Why do I need a UKRP?
Now that the United Kingdom no longer part of the European Union, an EU Authorized Representative is no longer recognized in Great Britain (England, Scotland and Wales).
The MHRA requires its own version of a UK Authorised Representative, called a UK Responsible Person (UKRP).
The UK Responsible Person is responsible for 1) verifying you have CE or UKCA marked your medical devices, 2) submitting, managing, and renewing your device registrations, 3) notifying the MHRA of your UK importers and 4) acting as the point of contact between you and the MHRA when needed.
NOTE: Northern Ireland, the fourth UK country, still requires an EU Authorized Representative.
What does the UKRP do?
Whether you need a quote or just want to discuss the best options for your business, we will help guide you.
When is the deadline to appoint a UKRP?
As of 1 January 2022, appointment of a UK Responsible Person is mandatory before a medical device or IVD can be placed onto the Great Britain market. The UKRP is also responsible for registering the manufacturer’s products with the MHRA. If a manufacturer places devices onto the Great Britain market without completing these steps, the manufacturer is out of compliance.
The MHRA previously implemented transition deadlines to designate a UKRP and register devices. However, the transition period is now over.
Does the UKRP need to be on the labeling?
No, the UKRP does not need to be on your labeling if you are marketing based on your CE marking.
Yes, the UKRP does need to be on your device label or IFU if you are placing devices onto the market based on your UKCA marking.
Manufacturers are currently allowed to place devices onto the Great Britain market based on their CE marking. This is due to a transition allowance granted by the MHRA. Once the transition period ends, manufacturers must obtain UKCA marking in order to continue placing devices onto the Great Britain market. In the meantime, if manufacturers are marketing based on their CE marking, they are not required to update their labeling, i.e., the UK representative’s information is not required on the medical device labels or instructions for use.
Once a manufacturer has obtained UKCA marking, then the “UKCA authorised representative” (UKRP) must be on the device labels or instructions for use.
For more information on the UKCA marking transition dates, please read: New Dates for UK Regulation & CE Marking
Is there a UKRP symbol, like for EC REP and CH REP?
A UKRP symbol has not yet been released by the MHRA. Since there is only one national language in the UK, it is possible the MHRA will not release a UKRP symbol and instead will require the text ‘UK Responsible Person’ or ‘UKRP’ be written in English. If they opt for this route, it would be similar to the Australian Therapeutic Goods Administration (TGA). The TGA does not offer a symbol for Australian Sponsor, and instead requires ‘Australian Sponsor’ or ‘Sponsor’ to be written in English on the labeling.
Note that a UKCA marking symbol (similar to the CE marking symbol) is available and must be affixed once manufacturers obtain UKCA marking.”
Why choose Casus?
Our team has completed hundreds of UK registrations, so we know how to get you to market quickly and efficiently.
Our client onboarding is one of the fastest on the market – days compared to the weeks and months quoted by other providers. And our high-quality project management means you can be confident about the results.
We are transparent and fair – no hidden costs that you learn about too late, and no increased UKRP service fee if you add products later. Instead, you can expect straightforward, professional service from our knowledgeable team.

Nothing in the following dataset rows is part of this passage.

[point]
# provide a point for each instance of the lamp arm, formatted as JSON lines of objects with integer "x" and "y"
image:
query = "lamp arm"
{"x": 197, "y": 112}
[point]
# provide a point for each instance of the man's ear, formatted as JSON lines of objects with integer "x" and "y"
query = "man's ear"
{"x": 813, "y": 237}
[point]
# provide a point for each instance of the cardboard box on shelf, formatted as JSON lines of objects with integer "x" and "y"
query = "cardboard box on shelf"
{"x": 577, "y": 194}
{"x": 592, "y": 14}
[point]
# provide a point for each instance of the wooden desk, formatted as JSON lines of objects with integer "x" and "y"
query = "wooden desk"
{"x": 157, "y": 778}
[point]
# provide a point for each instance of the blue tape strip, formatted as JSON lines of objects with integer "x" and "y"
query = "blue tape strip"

Future Changes to the UKRP role
The UKRP’s role is currently similar to that of the EU Authorized Representative (AR) under the old European Directives – for now anyway. The MHRA has proposed major regulatory changes by 2025, including to the role of the UKRP.
The role of the EU AR has become more stringent under the Medical Devices Regulation (MDR) and the In Vitro Diagnostics Devices Regulation (IVDR). For example, under the MDR/IVDR, the EU AR must appoint a Person Responsible for Regulatory Compliance (PRRC), and the MDR/IVDR makes the EU AR liable for defective products placed by a manufacturer onto the European market.
The UKRP does not currently have those levels of responsibility. However, under the MHRA’s proposed regulatory changes, the role of the UKRP is likely to grow to the same level. For example, the MHRA has proposed that the UKRP must appoint a “Quality Person” and to make the UKRP liable for a manufacturer’s defective products.